By now, you’re probably used to explaining CVI to friends and family. And we get it: Even well-meaning questions and advice can begin to grate. It’s stressful enough tending your child’s care, and it’s even tougher to try to manage other people’s reactions and commentary. We can’t control other people’s behavior, but we can control our own reactions.
Here’s some advice:
- Practice self-care. Caring for a child with disabilities is tough. Schedule time for yourself—whether it’s exercise, a night out with a spouse or friends, a regular visit with a therapist. When you’re rested and centered, it’s easier to navigate sticky situations. Make sure to build in this personal time daily, even if it’s a ten-minute walk around the block.
- Protect your own emotions. Sometimes, advice might come across as critical. People might ask why you aren’t seeing a certain specialist or treat your child’s CVI meltdowns as a discipline issue. Try not to take it personally. Remind yourself that you’re doing the best you can. Unless they have a child with CVI, they can’t fully relate.
- Remember that you know your child best. When someone offers well-meaning advice, make sure not to second-guess yourself. A simple “thanks so much” or “oh, that’s interesting!” is all you need to say when someone offers an opinion. You may also find yourself in situations where you have to speak up for your child’s needs (IEP meetings, medical visits). You are the expert on your child. What you have to say is important—your words and questions matter.
- Keep a stockpile of quick responses. When you’re on the receiving end of unwanted commentary, have a few ready-made replies set to go: “Thanks, I’ll look into that” or “I’d prefer not to discuss this anymore” are perfectly fine ways to close out a conversation.

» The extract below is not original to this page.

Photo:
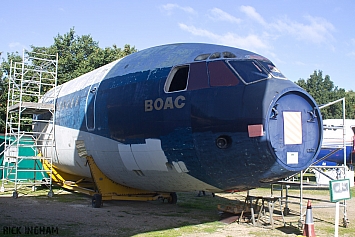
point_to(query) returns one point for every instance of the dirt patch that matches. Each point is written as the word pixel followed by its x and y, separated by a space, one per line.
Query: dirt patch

- Look for commonalities. It’s human nature for people to seek out differences. A fellow parent might comment that your child has trouble stepping or seems unfocused or tentative. Whenever possible, look for similarities: Do both of your children love the same music? Have a passion for Big Bird or Elmo? Emphasize the ways that your kids are similar; reinforce that your child with CVI is also simply a child—not a diagnosis. Focus on what she can do.
- Don’t apologize. If your child has a meltdown or needs special attention in a public setting, don’t feel sorry. While it’s essential to set clear boundaries with kids, it’s also crucial to remember that kids with CVI fatigue easily and get overwhelmed. Their reactions have nothing to do with your skills as a parent; it’s a component of their diagnosis. You don’t owe anyone an explanation. And you don’t have to be a lone warrior. Ask for help when you need it, even in the heat of the moment. For one mom’s story, read Our (very public) CVI Meltdown.
- Be prepared to repeat information. As you meet new people and as you navigate the gauntlet of medical, therapeutic, and educational providers, you will most likely share your child’s story over and over again. It can be extremely exhausting to recount all that you’ve been through with your child. There will be times when you just want to meet someone who “gets” your kid and “gets” CVI. Find a way to share information in an efficient way that takes up the least amount of your emotional energy.
- Remember—you’re a parent and more. You’re a human being, too! Feel empowered to shift the conversation to hobbies, current events, or whatever you want to talk about. Balance is key. Encourage conversation about other things, and stay engaged in your own interests.
- Find sustainability. You might feel a sense of urgency when it comes to your child’s vision. Knowing that there is an expectation for functional vision to improve, you don’t want to miss one moment to help your child. You might feel the need to be the OT, PT, SLP, and TVI, especially when the medical and education communities still have a lot of catching up to do. It’s OK to take a step back and simply be a parent. Whenever possible, keep it simple and fun. Don’t exhaust yourself.
- Choose one thing you can do today. When life gets overwhelming, start small. Choose one thing you can do today: Maybe it’s calling a friend, reaching out to a support group, or just going for a walk. Whatever you choose, it is nourishing and restorative for you. Even small actions can lead to finding calm and balance throughout the day.
Most of all, remember that you’re only human. You can only do so much. We’ve been there, too, and these situations really do get better and easier. But also know we get that there’s always something next and the uncertainity of a path forward is scary. You’re not alone.